Mau Aima is an industrial town and a nagar panchayat in Allahabad district in the Indian state of Uttar Pradesh.

Location
It is positioned in the north of Allahabad, 30 km on the state highway from Allahabad to Faizabad. Chitpalgarh, Raniganj, Siwaith and Sikandra are some of the towns surrounding Mau Aima. The Mau Aima Railway Station on the Faizabad-Allahabad rail route is the nearest railway station and the Varanasi airport is the nearest airport. The historical town of Shringverpur is located at a distance of 12 km.

Economy
It is  known for the manufacture of cotton, polyester and nylon clothes. The main business of Mau Aima is Power loom.

Demographics
As of 2011 Indian Census, Mau Aima nagar panchayat had a total population of 19,645, of which 10,171 were males and 9,474 were females.
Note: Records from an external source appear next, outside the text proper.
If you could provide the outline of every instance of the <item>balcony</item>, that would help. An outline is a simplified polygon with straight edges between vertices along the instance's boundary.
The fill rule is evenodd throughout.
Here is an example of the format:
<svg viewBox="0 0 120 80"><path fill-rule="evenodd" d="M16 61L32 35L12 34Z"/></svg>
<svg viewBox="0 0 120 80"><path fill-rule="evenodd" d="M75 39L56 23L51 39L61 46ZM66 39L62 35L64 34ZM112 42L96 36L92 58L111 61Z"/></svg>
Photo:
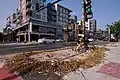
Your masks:
<svg viewBox="0 0 120 80"><path fill-rule="evenodd" d="M27 1L26 3L26 8L30 8L31 7L31 2L30 1Z"/></svg>

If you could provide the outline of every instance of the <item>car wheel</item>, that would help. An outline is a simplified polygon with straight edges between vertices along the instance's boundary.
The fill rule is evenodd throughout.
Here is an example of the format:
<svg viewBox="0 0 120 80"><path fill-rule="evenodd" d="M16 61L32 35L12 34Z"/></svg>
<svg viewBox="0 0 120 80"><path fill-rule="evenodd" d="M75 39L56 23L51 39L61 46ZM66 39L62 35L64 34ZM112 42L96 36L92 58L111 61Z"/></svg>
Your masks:
<svg viewBox="0 0 120 80"><path fill-rule="evenodd" d="M53 43L55 43L55 41L53 41Z"/></svg>
<svg viewBox="0 0 120 80"><path fill-rule="evenodd" d="M46 43L47 43L46 41L43 42L43 44L46 44Z"/></svg>

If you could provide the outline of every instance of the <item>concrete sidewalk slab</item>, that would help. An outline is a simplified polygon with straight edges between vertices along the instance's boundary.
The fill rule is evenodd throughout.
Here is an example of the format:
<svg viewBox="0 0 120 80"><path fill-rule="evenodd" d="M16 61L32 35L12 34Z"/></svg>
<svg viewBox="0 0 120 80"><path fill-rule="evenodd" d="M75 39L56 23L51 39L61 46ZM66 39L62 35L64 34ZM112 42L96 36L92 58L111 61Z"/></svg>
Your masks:
<svg viewBox="0 0 120 80"><path fill-rule="evenodd" d="M0 68L0 80L23 80L20 76L15 73L9 73L7 67L4 65Z"/></svg>

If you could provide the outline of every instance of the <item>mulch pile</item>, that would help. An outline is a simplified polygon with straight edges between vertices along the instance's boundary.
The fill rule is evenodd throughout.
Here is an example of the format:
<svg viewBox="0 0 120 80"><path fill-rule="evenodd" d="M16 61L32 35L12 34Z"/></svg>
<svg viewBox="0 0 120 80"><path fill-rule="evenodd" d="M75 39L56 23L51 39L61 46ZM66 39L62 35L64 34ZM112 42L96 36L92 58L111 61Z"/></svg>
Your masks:
<svg viewBox="0 0 120 80"><path fill-rule="evenodd" d="M92 47L90 54L85 59L76 59L70 61L39 61L30 58L32 55L40 54L41 52L29 52L17 54L6 60L6 65L9 72L28 73L31 71L38 72L71 72L76 69L88 69L100 64L105 57L105 48ZM55 50L53 50L55 51ZM47 51L48 53L50 51Z"/></svg>

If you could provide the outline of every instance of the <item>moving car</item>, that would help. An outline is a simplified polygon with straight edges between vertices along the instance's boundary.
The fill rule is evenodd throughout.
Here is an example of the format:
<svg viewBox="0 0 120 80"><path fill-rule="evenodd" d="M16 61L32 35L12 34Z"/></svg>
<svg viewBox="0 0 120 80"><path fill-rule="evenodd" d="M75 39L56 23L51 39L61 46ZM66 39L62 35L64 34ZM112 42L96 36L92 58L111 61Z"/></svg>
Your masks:
<svg viewBox="0 0 120 80"><path fill-rule="evenodd" d="M41 39L38 39L38 43L55 43L55 40L54 39L50 39L50 38L41 38Z"/></svg>

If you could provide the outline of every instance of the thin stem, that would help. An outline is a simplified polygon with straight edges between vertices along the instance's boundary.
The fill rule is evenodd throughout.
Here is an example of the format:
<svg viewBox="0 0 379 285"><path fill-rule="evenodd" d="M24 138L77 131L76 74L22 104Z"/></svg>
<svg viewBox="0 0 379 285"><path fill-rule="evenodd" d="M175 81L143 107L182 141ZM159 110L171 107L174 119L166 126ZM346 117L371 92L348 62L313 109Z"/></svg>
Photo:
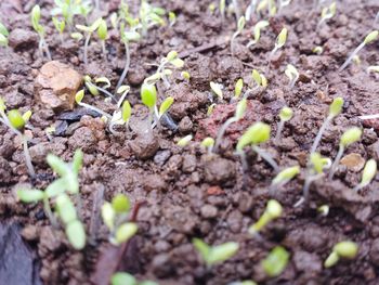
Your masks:
<svg viewBox="0 0 379 285"><path fill-rule="evenodd" d="M260 157L262 157L272 168L274 168L275 172L279 170L279 167L275 163L275 160L271 157L270 154L258 147L257 145L251 146L252 151L254 151Z"/></svg>
<svg viewBox="0 0 379 285"><path fill-rule="evenodd" d="M121 77L120 79L118 80L117 82L117 86L116 86L116 91L120 88L120 86L122 85L125 78L127 77L127 74L128 74L128 70L129 70L129 66L130 66L130 51L129 51L129 44L127 41L123 42L125 43L125 52L126 52L126 55L127 55L127 62L125 64L125 67L123 67L123 72L121 74Z"/></svg>
<svg viewBox="0 0 379 285"><path fill-rule="evenodd" d="M313 153L316 152L317 146L318 146L318 143L319 143L322 137L323 137L323 133L324 133L324 131L326 130L326 128L329 126L330 120L331 120L330 117L327 117L327 118L324 120L322 127L321 127L319 130L318 130L318 133L317 133L317 135L316 135L316 139L315 139L314 142L313 142L313 145L312 145L312 148L311 148L311 154L313 154Z"/></svg>
<svg viewBox="0 0 379 285"><path fill-rule="evenodd" d="M220 128L219 132L218 132L218 137L215 139L215 144L214 144L214 153L217 153L219 151L219 146L222 140L222 137L224 137L224 133L226 131L226 129L228 128L228 126L231 126L231 124L237 121L237 119L235 117L228 118Z"/></svg>
<svg viewBox="0 0 379 285"><path fill-rule="evenodd" d="M340 147L338 150L338 153L337 153L337 156L336 156L336 159L335 161L332 163L331 167L330 167L330 172L329 172L329 176L328 176L328 179L331 180L336 170L337 170L337 167L338 167L338 164L340 163L341 160L341 157L343 155L343 152L344 152L344 147L343 145L340 144Z"/></svg>
<svg viewBox="0 0 379 285"><path fill-rule="evenodd" d="M342 66L340 67L340 69L338 69L338 72L342 72L344 68L347 68L347 66L351 63L351 61L353 60L353 57L365 47L365 42L362 42L353 52L352 54L350 54L350 56L348 57L348 60L342 64Z"/></svg>

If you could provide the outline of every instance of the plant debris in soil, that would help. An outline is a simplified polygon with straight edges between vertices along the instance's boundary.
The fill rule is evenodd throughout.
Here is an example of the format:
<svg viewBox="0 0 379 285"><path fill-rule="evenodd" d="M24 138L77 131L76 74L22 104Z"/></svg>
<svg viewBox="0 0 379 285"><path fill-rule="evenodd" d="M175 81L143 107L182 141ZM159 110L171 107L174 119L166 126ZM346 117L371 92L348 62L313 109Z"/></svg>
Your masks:
<svg viewBox="0 0 379 285"><path fill-rule="evenodd" d="M0 2L0 23L9 31L0 26L0 95L6 106L4 111L0 104L2 282L106 285L114 273L128 272L139 281L167 285L379 284L379 181L376 165L375 171L365 167L379 159L379 40L374 34L365 40L379 29L378 1L336 1L336 11L332 1L257 1L233 39L233 54L238 17L254 1L225 1L222 12L219 1L152 0L153 22L144 30L147 17L142 14L135 23L126 16L141 17L146 1L82 0L92 10L87 18L80 13L68 18L73 23L61 35L52 12L58 21L64 17L54 2L60 1ZM129 10L119 10L123 2ZM267 11L270 5L274 9ZM118 28L113 27L115 17ZM92 23L99 24L94 29L104 25L99 18L107 25L106 37L104 29L90 30ZM121 23L128 33L120 33ZM284 28L285 39L278 37ZM73 33L84 38L73 38ZM251 40L256 42L249 44ZM272 52L275 44L280 47ZM252 70L259 76L251 76ZM239 93L238 79L244 82ZM146 82L155 90L141 98ZM172 104L164 103L168 98ZM343 106L322 135L316 148L321 156L313 156L318 171L315 160L312 168L310 150L336 98L343 99ZM285 106L293 116L279 129ZM26 115L11 118L11 109ZM215 153L220 129L234 117L238 119L215 142ZM121 122L113 126L115 121ZM271 137L236 152L238 140L256 122L269 126ZM344 148L328 180L327 167L351 127L362 135ZM213 140L205 143L206 138ZM35 174L27 168L24 140ZM87 244L75 250L67 229L50 223L42 203L23 204L16 193L45 190L61 177L47 156L73 161L79 148L79 196L68 196ZM280 171L298 165L300 171L273 189L278 174L273 164ZM364 184L363 171L370 183L354 191ZM299 203L310 177L317 179ZM104 203L117 194L131 200L133 210L122 221L136 224L138 232L115 245L102 218ZM280 206L275 218L266 208L272 199ZM54 205L52 198L53 210ZM260 219L264 226L251 231ZM193 241L213 249L202 248L202 254L214 254L227 243L238 250L209 257ZM222 262L207 267L201 256Z"/></svg>

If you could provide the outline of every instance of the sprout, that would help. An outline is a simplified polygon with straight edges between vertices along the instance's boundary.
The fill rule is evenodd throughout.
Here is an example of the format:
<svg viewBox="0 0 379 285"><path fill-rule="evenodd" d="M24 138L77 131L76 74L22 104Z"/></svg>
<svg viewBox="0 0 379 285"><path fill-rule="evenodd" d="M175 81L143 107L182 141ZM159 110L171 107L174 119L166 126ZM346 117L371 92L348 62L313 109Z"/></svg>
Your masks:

Population within the age group of 0 to 6 years was 2,659. The total number of literates in Mau Aima was 13,295	, which constituted 67.7% of the population with male literacy of 72.4% and female literacy of 62.6%. The effective literacy rate of 7+ population of Mau Aima was 78.3%, of which male literacy rate was 83.7% and female literacy rate was 72.5%. The Scheduled Castes population was 1,510. Mau Aima had 2754 households in 2011.